In conjunction with the New York-based theater company Waterwell, Indiana University's Department of Theater and Drama presents a special workshop production of The Wizard of Wall Street: The Life and Achievements of Financier/Railroad King Jay Gould.

Jay Gould was the archetypical robber baron. Estimated to be the 9th richest American in history, his wealth was no accident. John D. Rockefeller called Gould "the most skilled businessman I've ever met."

A Gould As Good As Gold

A fascinating epic of Americana, the show is clever, funny, bawdy and charmingly full of itself. It's also so sophisticated that it's hard to believe the cast – a group of veterans and experienced IU students – put the performance together in less than two weeks.

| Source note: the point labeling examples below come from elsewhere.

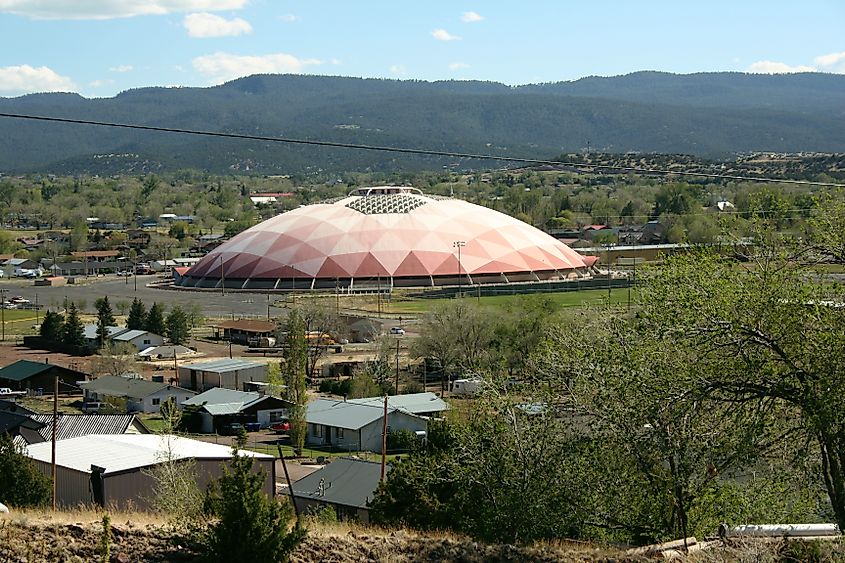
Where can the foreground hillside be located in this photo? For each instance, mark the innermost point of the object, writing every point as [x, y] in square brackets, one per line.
[36, 537]
[709, 114]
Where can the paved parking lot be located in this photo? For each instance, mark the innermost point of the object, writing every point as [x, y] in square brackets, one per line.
[119, 289]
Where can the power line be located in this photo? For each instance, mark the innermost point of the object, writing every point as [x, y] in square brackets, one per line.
[421, 152]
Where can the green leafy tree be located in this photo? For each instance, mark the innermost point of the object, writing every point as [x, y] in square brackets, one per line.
[296, 358]
[52, 326]
[250, 526]
[137, 315]
[155, 319]
[176, 326]
[21, 484]
[73, 336]
[105, 319]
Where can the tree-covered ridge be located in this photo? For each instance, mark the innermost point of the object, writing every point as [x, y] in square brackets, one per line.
[704, 114]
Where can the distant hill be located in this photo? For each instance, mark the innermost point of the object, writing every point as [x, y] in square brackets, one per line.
[707, 114]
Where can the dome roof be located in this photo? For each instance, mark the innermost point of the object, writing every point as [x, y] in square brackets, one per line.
[397, 235]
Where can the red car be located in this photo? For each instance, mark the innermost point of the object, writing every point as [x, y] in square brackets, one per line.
[282, 427]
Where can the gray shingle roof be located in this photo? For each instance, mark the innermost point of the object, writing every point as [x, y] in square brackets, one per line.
[74, 425]
[115, 386]
[347, 482]
[345, 414]
[222, 366]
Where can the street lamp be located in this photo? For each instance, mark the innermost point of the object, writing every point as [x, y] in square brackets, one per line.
[459, 244]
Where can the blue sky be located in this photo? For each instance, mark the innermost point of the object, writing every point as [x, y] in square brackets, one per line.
[99, 48]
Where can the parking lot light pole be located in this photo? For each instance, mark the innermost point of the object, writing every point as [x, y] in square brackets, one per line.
[459, 244]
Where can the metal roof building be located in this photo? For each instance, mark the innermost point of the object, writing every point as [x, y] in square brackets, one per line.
[345, 484]
[112, 470]
[228, 373]
[386, 235]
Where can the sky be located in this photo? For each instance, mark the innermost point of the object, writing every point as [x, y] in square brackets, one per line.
[99, 48]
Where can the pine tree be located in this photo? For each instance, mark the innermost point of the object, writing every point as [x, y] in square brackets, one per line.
[21, 483]
[137, 315]
[52, 327]
[155, 319]
[105, 319]
[73, 336]
[251, 526]
[294, 375]
[176, 326]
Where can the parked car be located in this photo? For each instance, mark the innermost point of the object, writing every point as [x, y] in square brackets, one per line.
[232, 429]
[281, 427]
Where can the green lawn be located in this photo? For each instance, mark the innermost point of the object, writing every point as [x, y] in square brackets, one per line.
[561, 299]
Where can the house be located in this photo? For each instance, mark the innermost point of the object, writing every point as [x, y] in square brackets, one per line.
[141, 339]
[219, 406]
[345, 484]
[421, 404]
[133, 395]
[75, 425]
[354, 426]
[243, 331]
[26, 375]
[165, 352]
[114, 469]
[228, 373]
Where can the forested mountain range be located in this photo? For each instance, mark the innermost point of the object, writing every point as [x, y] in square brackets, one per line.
[707, 114]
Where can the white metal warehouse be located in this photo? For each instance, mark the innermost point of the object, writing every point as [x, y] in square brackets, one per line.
[109, 469]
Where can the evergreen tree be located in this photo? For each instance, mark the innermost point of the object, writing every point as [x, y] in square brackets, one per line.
[52, 327]
[251, 526]
[296, 359]
[155, 319]
[105, 319]
[73, 336]
[176, 326]
[21, 483]
[137, 315]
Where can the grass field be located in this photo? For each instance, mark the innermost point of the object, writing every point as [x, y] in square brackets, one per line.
[563, 299]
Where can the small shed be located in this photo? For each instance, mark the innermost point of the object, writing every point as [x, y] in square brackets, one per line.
[26, 375]
[243, 331]
[113, 470]
[355, 427]
[229, 373]
[345, 484]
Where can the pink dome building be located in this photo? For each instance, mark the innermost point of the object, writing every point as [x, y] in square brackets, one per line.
[393, 236]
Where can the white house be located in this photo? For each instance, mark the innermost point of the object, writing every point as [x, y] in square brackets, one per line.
[228, 373]
[113, 470]
[354, 426]
[133, 395]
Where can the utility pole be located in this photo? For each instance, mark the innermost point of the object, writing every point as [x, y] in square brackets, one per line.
[3, 312]
[53, 446]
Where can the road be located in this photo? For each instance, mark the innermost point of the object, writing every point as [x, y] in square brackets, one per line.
[255, 305]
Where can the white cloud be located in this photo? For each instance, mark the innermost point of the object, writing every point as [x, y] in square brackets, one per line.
[833, 62]
[772, 67]
[108, 9]
[25, 79]
[220, 67]
[443, 35]
[208, 25]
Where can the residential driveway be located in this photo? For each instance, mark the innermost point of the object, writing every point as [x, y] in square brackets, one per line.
[213, 303]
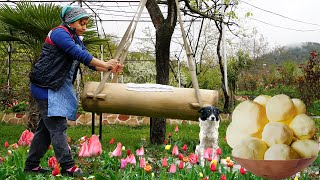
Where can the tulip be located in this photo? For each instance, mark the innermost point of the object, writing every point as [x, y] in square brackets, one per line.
[94, 145]
[176, 129]
[142, 163]
[219, 151]
[111, 141]
[6, 144]
[148, 168]
[172, 168]
[131, 159]
[243, 171]
[180, 156]
[52, 162]
[230, 164]
[167, 147]
[56, 170]
[185, 147]
[164, 162]
[213, 167]
[15, 146]
[25, 138]
[193, 159]
[180, 165]
[84, 150]
[128, 152]
[123, 163]
[175, 150]
[117, 151]
[140, 152]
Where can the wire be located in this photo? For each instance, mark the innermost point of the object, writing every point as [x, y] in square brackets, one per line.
[300, 30]
[280, 15]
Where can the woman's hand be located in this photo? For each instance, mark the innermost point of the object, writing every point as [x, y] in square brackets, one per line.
[114, 66]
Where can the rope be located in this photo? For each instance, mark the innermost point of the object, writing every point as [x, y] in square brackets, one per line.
[189, 56]
[122, 49]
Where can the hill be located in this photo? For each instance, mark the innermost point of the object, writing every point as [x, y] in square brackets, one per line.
[297, 52]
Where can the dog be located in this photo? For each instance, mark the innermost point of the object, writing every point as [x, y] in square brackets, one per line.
[209, 121]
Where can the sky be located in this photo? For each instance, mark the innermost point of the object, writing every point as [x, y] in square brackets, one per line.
[285, 22]
[281, 22]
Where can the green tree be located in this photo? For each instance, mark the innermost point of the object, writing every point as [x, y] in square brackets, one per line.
[28, 24]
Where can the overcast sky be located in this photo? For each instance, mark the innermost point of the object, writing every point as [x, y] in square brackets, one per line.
[299, 20]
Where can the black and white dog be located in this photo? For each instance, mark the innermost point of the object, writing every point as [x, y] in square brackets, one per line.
[209, 121]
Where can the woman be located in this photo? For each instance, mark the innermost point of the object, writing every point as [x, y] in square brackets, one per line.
[52, 87]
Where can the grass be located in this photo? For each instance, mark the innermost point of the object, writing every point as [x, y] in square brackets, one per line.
[129, 136]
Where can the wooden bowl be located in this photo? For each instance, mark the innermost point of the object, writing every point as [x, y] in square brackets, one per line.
[275, 169]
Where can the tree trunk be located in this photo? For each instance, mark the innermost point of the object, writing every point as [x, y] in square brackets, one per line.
[164, 30]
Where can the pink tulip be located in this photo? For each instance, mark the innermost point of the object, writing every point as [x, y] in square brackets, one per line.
[213, 167]
[25, 138]
[118, 150]
[123, 163]
[180, 165]
[95, 148]
[131, 159]
[52, 162]
[185, 147]
[176, 129]
[56, 170]
[164, 162]
[243, 171]
[142, 163]
[140, 152]
[219, 151]
[193, 159]
[223, 177]
[15, 146]
[6, 144]
[175, 150]
[172, 168]
[84, 150]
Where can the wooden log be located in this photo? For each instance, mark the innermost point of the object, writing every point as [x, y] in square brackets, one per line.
[180, 103]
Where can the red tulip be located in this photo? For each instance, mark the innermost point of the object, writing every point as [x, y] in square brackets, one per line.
[175, 150]
[25, 138]
[128, 152]
[193, 159]
[219, 151]
[180, 165]
[213, 167]
[95, 148]
[243, 171]
[6, 144]
[131, 159]
[123, 163]
[142, 163]
[172, 168]
[118, 150]
[164, 162]
[15, 146]
[140, 152]
[185, 147]
[111, 141]
[84, 150]
[56, 170]
[223, 177]
[180, 156]
[52, 162]
[176, 129]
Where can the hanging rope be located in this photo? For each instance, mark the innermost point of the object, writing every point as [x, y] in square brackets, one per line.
[189, 56]
[122, 49]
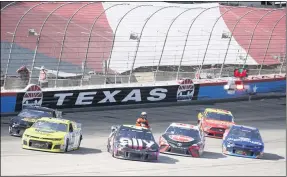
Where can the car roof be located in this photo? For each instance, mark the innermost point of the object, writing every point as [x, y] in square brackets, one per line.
[38, 108]
[135, 127]
[222, 111]
[182, 125]
[56, 120]
[244, 127]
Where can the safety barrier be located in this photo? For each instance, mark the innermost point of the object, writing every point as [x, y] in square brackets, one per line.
[184, 90]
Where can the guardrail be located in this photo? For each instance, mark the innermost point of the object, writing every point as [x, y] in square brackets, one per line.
[186, 91]
[189, 40]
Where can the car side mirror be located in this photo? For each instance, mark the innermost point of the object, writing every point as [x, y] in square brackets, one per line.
[113, 128]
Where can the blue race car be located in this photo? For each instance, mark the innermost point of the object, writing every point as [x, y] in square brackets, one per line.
[243, 141]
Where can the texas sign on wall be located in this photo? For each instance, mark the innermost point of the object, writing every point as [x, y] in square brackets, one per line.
[105, 97]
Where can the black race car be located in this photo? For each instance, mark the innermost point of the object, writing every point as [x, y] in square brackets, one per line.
[28, 116]
[132, 142]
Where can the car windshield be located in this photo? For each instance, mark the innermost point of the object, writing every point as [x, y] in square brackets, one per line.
[32, 113]
[183, 131]
[219, 116]
[50, 126]
[245, 133]
[134, 133]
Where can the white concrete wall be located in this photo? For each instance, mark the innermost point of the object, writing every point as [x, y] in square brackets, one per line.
[153, 36]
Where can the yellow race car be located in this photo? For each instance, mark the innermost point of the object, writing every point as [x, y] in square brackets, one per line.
[53, 135]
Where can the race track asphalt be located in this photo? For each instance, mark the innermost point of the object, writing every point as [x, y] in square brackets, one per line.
[92, 158]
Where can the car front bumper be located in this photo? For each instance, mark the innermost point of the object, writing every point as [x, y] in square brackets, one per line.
[16, 130]
[136, 155]
[186, 151]
[213, 134]
[247, 153]
[43, 145]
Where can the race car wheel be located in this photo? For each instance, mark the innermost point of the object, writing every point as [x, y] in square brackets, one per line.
[67, 145]
[10, 130]
[80, 142]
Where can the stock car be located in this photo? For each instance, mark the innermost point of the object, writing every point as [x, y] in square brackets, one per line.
[214, 122]
[27, 117]
[133, 143]
[53, 135]
[184, 139]
[243, 141]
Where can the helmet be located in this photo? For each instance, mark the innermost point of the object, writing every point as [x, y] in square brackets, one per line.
[144, 115]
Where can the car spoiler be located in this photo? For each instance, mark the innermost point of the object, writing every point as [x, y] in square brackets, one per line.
[79, 125]
[59, 114]
[200, 110]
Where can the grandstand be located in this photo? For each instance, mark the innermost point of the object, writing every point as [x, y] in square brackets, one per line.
[138, 39]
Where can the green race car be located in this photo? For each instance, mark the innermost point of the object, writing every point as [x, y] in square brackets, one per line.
[53, 135]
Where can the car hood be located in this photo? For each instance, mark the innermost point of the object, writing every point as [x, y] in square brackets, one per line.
[136, 144]
[44, 133]
[245, 141]
[25, 119]
[179, 139]
[218, 123]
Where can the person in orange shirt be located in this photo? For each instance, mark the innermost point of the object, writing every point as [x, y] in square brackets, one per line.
[142, 120]
[43, 81]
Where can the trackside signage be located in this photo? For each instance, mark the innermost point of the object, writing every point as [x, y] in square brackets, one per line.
[109, 96]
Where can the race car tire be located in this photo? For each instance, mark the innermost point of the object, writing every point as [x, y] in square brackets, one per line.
[67, 145]
[80, 142]
[10, 130]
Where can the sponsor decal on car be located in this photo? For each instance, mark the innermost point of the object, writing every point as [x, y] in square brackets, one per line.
[33, 96]
[185, 90]
[136, 143]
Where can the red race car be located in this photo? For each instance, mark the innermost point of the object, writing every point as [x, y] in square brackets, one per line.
[214, 122]
[183, 139]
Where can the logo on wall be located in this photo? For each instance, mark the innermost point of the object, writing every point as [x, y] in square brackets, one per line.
[185, 90]
[33, 96]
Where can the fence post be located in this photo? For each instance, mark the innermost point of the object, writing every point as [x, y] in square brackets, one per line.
[247, 53]
[186, 39]
[39, 37]
[210, 34]
[157, 68]
[267, 47]
[64, 39]
[220, 74]
[90, 35]
[139, 40]
[13, 38]
[114, 37]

Though The Wizard is a complicated show with many cast members playing multiple roles – each of which involves not only acting, but singing and choreography – in fact the show is still in flux. On opening night, the audience was kept waiting in the lobby while the cast worked on a new song. To their credit, the actors worked with such confidence and aplomb that no one could tell which song was the new one.

The Cast

Phillip Hernandez was our guide and conductor for the evening. He never missed a beat, nor an opportunity to shape his part, along with our expectations. Jordan Gelber was delightful as Jay Gould's partner, the boisterously crude Jubilee Jim Fisk. And whether she was singing an anthem in the style of Les Mis' or doing a mocking strip tease, Nicole Parker struck just the right notes as the suffragette Victoria Woodhull. Through it all, Sean McNall weathered the triumphs and disasters of Jay Gould's tempestuous life with eloquent quiet.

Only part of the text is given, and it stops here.